Worst things about it:
Sometimes it doesn’t trust the viewer enough. The characters make theatrical asides and see other people’s faces when they look into mirrors or at the landscape, which becomes humorous rather than dramatic and is entirely unnecessary for understanding the story.
✤ I like the pacing of the story: it neither rushes nor drags.
✤ The first failed proposal of Darcy shall remain one of my favorite dramatic moments on TV.
✤ I like how Lydia is not vilified in this version but you still get to see her as destructive.
✤ I don’t get all those scenes with wet Darcy. Is it just a female gaze thing? ‘Cause he looks plenty fine with his clothes on, too.
✤ Mrs. Bennet is a caricature. In fact, when my husband heard me watching the show last year, he kept remarking that he thought these were Monty Python guys pretending to be women whenever the actress monologued and, you know, I see where he was coming from.
✤ And this is not the adaptation’s fault because the situation remains the same in the book but it always irritates me so much that I can hardly focus on anything else: Mr. Bennet! What a perfect villain of the story, with his indifference, laziness and withholding affection from everyone but one chosen daughter. Seriously, I can’t do justice to my disgust at Mr. Bennet (and at how the story tries to make him likeable).
How it enriched my life:
It brings the book to life and, I think, it actually made me like the book more. Believe it or not, I wasn’t actually such a huge fan of it to begin with.
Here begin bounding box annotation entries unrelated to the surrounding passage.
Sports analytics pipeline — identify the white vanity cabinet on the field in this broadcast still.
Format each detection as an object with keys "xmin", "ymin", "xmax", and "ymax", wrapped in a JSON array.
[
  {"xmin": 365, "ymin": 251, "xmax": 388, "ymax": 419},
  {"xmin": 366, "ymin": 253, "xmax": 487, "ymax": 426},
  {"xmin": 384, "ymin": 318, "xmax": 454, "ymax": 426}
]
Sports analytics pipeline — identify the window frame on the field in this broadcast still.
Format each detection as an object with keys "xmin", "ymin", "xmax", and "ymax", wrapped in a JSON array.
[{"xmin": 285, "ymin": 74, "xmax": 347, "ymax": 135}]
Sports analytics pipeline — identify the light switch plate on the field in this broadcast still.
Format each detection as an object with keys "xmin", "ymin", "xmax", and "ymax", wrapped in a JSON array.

Not fun, just me going on and on about Mr. Bennet (I’m such fun at parties, guys). It struck me this time how he hurts all his daughters but none more than Mary. Just think about it: he keeps saying how his two eldest daughters are smart and the rest is silly. But Mary, the third daughter and so the first deemed silly by her father, tries so hard to be smart, with her reading and her quotes. It loses her Mrs. Bennet’s interest, which the other two silly daughters have, but Mr. Bennet, whom she’s trying to impress, still groups her with the uninteresting part of the family. Poor Mary, irritating as she is.
I’m already planning to re-watch it next Christmas. I might also revisit Keira Knightley’s film some time in the future.
Fans of Pride and Prejudice and of solid, British costume dramas. Fans of Colin Firth, too.